Traditional, non-toxic, thermal shock-resistant ceramic cookware.
- Non-reactive to acidic foods
- Does not leach metal or any other substances into foods
- Newer CorningWare has a much lower tolerance for thermal shock
- Pure ceramic cookware
Original Corning Ware was around before most modern certifications. The company that now owns Corningware® isn’t very transparent about certifications, although they do say on their website that “Tests for the presence of heavy metals are conducted for Corelle Brands by internationally certified, third-party laboratories.”
Country of originUSA
Classic Corning Ware was introduced in 1958 and includes the instantly recognizable classic white ceramic casserole dish with blue cornflower logo. Made with Pyroceram, this pure ceramic cookware is non-reactive to acidic foods, does not leach metal or any other substance into foods, is non-porous, and is easy to clean by hand or in the dishwasher. As such, it is excellent for cooking tomato sauces and white wine reductions and does not alter the flavor of food, unlike metal pots and pans.
And, unlike other types of ceramic, classic Corning Ware can be taken from the refrigerator or freezer and used directly on the stovetop, in an oven or microwave, or under a broiler, without risk of thermal shock and cracking or explosion. It can also be placed on a cool kitchen counter right from the oven, without worry that the ceramic will crack or explode.
Sadly, traditional Corning Ware is no longer manufactured, so you’ll have to look for items in thrift stores and online. Gently used older Corning Ware is becoming something of a collectors’ item.
Newer CorningWare® (note the name change) is actually stoneware, which shares many of the benefits of Pyroceram (easy to clean, non-reactive to acidic foods, can be used for cooking, serving, and storing food), but has a much lower tolerance for thermal shock and cannot be used on a stovetop. The lids of these dishes are also mostly made now with tempered borosilicate or soda-lime glass, which have a lower tolerance for thermal shock and cannot be used over or under direct heat. The original lids were made with Pyrex or Pyroceram. Modern Corning Ware now includes a stovetop-safe line manufactured in France by Keraglass/Eurokera for Corelle Brands.
So, if you are looking for pure ceramic cookware to use on a stovetop, go for Corning Ware (made prior to 2000), or CorningWare®’s stovetop range made after 2008, such as this limited edition Corningware Pyroceram Blue Cornflower 4-piece Glass Ceramic Cookware Set. Alternatively, check out the Emile Henry range of ceramic cookware.
As with all ceramics, Corning Ware is difficult to recycle. But, given that some items have already been around for half a century, chances are that with proper care, you can pass this cookware down to the next generation of cooks in your family.
Corning Ware cookware enables food to be cooked on a low heat because pure ceramic retains heat better than other cookware and distributes the heat more evenly. It takes a little longer to heat up Corning Ware than metal cookware, however (which is why it’s resistant to thermal shock). And, while it is not non-stick in a PTFE-coated fashion, Corning Ware has a smooth non-porous, ceramic interior, which makes it easy to cook with just a little bit of oil on a low to moderate heat.

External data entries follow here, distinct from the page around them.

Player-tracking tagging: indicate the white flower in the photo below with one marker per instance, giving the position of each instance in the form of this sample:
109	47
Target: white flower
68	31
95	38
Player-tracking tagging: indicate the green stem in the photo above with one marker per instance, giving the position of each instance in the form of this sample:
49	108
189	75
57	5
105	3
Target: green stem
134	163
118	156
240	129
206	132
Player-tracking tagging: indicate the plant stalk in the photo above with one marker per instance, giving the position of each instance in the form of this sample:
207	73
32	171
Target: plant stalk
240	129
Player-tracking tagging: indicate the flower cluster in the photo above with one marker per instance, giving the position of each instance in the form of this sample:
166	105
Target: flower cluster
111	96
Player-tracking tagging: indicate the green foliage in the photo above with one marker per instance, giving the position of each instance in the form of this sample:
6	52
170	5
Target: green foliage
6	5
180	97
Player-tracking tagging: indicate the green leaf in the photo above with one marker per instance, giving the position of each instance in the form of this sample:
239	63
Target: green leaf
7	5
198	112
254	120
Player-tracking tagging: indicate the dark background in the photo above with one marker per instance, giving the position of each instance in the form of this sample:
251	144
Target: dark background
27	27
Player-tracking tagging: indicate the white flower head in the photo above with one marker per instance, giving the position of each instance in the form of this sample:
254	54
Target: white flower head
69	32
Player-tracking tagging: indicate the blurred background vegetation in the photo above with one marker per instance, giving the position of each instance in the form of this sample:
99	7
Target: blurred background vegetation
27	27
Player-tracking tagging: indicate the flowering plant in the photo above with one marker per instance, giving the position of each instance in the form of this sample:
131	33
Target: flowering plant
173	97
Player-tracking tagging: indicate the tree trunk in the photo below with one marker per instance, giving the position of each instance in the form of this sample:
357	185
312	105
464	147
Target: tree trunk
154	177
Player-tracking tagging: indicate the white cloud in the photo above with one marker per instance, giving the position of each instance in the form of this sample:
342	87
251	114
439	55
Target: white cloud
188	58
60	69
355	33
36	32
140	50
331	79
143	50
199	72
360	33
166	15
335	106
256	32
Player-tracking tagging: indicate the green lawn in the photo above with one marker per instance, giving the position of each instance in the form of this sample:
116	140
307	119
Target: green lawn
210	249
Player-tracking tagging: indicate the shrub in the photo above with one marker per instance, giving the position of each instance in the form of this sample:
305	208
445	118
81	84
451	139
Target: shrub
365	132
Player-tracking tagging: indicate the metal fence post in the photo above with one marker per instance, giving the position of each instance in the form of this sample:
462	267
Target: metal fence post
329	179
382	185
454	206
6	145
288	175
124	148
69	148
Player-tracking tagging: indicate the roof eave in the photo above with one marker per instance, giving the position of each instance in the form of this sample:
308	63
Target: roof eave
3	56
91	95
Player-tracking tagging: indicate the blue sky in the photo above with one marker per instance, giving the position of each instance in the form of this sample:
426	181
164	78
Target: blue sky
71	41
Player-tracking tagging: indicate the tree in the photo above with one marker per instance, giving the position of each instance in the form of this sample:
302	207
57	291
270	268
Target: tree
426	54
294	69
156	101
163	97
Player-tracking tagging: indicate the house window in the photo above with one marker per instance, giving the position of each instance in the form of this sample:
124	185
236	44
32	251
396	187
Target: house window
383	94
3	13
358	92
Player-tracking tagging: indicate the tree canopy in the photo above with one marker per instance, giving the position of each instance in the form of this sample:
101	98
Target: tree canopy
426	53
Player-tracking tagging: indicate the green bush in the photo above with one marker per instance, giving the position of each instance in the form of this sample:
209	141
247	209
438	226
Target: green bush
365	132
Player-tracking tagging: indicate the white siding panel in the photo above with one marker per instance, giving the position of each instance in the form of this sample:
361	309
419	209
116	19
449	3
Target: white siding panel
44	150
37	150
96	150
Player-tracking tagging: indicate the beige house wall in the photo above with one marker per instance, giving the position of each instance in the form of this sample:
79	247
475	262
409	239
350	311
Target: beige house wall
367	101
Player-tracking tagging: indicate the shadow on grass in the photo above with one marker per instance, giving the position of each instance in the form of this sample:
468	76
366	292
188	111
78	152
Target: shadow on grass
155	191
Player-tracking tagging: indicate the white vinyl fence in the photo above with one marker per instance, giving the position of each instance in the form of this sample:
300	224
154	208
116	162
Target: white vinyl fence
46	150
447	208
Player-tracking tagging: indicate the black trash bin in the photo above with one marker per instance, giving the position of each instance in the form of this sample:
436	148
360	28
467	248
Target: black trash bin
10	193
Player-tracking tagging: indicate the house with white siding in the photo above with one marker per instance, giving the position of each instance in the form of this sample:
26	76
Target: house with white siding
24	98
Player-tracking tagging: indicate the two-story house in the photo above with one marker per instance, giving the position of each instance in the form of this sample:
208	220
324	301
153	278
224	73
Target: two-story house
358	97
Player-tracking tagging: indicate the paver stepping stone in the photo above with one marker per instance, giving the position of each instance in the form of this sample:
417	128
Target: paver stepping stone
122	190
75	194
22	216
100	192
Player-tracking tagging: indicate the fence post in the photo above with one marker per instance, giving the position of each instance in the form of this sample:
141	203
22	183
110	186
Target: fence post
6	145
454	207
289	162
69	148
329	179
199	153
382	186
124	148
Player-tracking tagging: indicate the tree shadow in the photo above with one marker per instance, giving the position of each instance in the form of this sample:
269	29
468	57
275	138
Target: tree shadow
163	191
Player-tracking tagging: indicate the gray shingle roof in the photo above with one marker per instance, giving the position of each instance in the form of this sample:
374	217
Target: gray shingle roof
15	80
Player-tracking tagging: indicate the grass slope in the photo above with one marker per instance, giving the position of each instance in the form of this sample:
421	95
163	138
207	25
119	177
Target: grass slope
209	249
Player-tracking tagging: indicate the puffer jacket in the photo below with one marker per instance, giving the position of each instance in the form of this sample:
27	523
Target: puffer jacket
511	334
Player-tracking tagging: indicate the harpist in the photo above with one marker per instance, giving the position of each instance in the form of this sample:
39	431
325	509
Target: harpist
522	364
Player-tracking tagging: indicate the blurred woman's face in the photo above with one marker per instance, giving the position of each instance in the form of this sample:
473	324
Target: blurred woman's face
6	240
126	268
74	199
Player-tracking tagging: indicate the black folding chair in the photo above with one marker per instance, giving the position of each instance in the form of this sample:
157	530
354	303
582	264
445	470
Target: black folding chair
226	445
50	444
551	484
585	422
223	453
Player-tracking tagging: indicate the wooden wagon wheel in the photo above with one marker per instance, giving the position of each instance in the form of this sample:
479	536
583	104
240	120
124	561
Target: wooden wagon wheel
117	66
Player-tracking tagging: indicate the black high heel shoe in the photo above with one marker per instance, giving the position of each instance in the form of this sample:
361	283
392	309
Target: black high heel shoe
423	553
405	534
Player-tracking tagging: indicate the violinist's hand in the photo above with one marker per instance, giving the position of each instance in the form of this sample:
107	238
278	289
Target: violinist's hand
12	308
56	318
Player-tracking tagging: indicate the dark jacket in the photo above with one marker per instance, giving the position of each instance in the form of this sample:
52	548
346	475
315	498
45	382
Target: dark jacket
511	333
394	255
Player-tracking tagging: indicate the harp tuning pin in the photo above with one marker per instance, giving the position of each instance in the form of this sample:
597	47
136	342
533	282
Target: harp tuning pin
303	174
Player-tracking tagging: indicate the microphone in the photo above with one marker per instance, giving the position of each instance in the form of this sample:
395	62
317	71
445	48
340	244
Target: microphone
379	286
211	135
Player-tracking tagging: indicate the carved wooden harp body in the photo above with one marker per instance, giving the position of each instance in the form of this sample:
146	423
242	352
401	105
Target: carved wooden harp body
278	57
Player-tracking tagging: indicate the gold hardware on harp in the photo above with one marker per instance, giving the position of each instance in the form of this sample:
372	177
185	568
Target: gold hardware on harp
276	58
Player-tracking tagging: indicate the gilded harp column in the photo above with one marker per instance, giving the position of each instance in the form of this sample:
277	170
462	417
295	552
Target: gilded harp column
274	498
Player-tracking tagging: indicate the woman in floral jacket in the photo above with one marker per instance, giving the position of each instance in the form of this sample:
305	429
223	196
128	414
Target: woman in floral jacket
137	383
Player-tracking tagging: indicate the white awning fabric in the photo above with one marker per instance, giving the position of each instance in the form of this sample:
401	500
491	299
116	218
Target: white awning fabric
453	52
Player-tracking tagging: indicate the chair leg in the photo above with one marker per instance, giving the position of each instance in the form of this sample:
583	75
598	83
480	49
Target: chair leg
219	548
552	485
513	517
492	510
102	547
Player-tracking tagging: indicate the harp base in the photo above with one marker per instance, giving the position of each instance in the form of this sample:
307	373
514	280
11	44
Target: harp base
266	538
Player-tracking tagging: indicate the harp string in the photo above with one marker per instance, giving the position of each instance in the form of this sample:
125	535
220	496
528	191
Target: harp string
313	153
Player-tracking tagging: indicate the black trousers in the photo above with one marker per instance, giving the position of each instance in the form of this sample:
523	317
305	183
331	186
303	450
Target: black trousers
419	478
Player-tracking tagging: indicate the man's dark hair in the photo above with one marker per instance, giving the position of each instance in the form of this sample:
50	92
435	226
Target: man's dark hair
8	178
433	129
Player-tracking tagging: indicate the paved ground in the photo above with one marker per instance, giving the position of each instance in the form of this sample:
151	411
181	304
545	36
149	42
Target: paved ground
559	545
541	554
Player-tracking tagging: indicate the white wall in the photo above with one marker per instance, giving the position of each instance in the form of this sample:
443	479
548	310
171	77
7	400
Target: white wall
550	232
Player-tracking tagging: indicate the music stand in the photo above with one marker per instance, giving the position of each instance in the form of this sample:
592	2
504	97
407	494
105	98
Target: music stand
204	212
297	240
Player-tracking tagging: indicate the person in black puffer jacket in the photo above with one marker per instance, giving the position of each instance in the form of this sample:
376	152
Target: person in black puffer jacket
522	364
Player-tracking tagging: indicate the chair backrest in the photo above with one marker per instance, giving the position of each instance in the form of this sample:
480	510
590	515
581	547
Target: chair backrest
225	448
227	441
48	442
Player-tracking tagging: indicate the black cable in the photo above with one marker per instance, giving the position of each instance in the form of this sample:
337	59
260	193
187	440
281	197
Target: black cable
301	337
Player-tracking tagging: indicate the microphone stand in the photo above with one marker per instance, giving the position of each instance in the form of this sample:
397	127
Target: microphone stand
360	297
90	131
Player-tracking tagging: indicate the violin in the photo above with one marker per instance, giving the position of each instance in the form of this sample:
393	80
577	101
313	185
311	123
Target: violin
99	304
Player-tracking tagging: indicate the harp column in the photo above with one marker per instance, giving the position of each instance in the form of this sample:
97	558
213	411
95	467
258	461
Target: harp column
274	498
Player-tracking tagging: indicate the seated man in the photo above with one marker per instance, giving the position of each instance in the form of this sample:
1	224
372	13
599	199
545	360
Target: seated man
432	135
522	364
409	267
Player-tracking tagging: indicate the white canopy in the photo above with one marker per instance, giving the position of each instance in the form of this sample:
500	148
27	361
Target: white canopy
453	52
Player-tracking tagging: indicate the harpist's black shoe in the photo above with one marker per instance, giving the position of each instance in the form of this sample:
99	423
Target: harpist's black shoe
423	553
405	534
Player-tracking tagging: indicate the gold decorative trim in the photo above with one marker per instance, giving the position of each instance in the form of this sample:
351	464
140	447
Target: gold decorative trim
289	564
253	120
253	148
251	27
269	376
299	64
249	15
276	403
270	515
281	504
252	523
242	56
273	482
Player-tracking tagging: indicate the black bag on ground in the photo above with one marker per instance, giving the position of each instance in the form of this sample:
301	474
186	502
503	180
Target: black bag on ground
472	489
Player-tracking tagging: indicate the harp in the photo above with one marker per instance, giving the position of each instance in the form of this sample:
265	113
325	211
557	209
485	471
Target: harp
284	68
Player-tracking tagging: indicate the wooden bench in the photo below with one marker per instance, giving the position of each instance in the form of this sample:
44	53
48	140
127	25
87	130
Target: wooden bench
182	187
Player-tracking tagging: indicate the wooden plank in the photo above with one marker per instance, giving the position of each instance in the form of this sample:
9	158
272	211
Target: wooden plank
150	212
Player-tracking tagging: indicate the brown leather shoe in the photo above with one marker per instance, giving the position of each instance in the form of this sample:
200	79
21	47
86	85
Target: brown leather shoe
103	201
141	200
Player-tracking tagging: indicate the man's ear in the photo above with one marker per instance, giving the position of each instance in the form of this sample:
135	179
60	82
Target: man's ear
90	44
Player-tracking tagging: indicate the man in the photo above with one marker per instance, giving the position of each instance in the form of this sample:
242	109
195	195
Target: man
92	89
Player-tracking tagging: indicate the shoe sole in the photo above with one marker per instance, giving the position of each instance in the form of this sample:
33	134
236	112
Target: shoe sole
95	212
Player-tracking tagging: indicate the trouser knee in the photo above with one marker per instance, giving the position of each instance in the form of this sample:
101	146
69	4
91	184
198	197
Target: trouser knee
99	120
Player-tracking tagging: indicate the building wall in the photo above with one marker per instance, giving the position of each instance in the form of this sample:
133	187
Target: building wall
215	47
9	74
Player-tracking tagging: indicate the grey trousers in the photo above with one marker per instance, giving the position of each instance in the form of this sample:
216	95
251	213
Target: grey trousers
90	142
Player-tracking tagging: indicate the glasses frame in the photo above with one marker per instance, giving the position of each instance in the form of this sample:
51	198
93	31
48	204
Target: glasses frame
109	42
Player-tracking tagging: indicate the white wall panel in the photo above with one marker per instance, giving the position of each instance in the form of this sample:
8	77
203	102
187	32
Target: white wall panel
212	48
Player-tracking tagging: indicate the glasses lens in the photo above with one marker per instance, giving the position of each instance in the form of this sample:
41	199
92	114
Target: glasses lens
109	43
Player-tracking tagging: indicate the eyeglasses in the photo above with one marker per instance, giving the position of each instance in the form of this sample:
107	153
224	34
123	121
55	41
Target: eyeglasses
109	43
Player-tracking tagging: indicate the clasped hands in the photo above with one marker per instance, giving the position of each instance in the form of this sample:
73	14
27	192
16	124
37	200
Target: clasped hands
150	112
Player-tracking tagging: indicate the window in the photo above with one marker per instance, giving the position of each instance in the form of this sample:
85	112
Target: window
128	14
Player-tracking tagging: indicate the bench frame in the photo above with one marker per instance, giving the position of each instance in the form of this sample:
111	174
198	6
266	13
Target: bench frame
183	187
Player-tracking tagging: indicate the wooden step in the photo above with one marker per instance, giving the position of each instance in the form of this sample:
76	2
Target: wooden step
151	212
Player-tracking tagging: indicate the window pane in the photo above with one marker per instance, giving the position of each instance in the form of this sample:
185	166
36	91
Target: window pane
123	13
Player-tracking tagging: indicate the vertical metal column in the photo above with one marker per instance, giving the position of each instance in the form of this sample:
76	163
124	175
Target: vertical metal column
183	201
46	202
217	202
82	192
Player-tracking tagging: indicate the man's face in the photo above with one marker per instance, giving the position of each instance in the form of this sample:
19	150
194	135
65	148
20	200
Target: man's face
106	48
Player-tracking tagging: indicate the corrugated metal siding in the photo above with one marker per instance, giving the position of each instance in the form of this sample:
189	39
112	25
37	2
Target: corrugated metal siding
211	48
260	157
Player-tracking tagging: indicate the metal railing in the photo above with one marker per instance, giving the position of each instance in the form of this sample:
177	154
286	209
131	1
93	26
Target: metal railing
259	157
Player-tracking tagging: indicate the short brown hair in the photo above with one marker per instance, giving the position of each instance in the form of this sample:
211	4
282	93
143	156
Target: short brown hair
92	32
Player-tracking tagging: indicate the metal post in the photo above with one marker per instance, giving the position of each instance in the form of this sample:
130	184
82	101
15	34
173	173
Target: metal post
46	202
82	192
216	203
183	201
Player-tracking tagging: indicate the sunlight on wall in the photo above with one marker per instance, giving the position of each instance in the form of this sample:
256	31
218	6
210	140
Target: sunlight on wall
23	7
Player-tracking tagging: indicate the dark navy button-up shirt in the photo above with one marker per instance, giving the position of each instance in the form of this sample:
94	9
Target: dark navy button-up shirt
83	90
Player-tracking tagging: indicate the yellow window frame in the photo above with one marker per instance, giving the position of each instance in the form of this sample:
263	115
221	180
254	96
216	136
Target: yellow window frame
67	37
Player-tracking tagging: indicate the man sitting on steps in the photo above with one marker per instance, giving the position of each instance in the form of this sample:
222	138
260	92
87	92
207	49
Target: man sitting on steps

Corning Ware is dishwasher safe, oven safe, stovetop-safe, and fridge/freezer safe, and can be moved between these without risk of cracking or explosion from thermal shock. It is also super easy to clean and if food does stick, it’s safe to use abrasive cleaners such as steel wool, baking soda, and even Ajax without risk of scratching the surface.
Original Corning Ware Vs. New Corning Ware
Original Corning Ware cookware is the best ceramic cookware around. It is made from tempered glass-ceramic, enables an excellent cooking experience on low to moderate heat, and is robust and long-lasting, so it gets a big thumbs up in terms of its environmental footprint. It is also lighter than cast iron and carbon steel, presents no risk of toxicity, can be used to cook a variety of dishes and looks good in the kitchen. Unlike seasoned cast iron and carbon steel, however, it is not non-stick, and it can take a little practice to get used to cooking with Corning Ware on the stovetop.
Unlike modern ceramics (including the new CorningWare® range and Xtrema® range), classic Corning Ware is not vulnerable to thermal shock and is likely to last for generations if properly cared for. The downside is that you’ll have to go hunting for Corning Ware in thrift stores, online, or at auctions as it is increasingly a collectors’ item. The Emile Henry range of ceramics, while carrying a heavier price tag, offers an excellent alternative, with a more modern look and feel than the classic blue cornflower and other Corning Ware designs.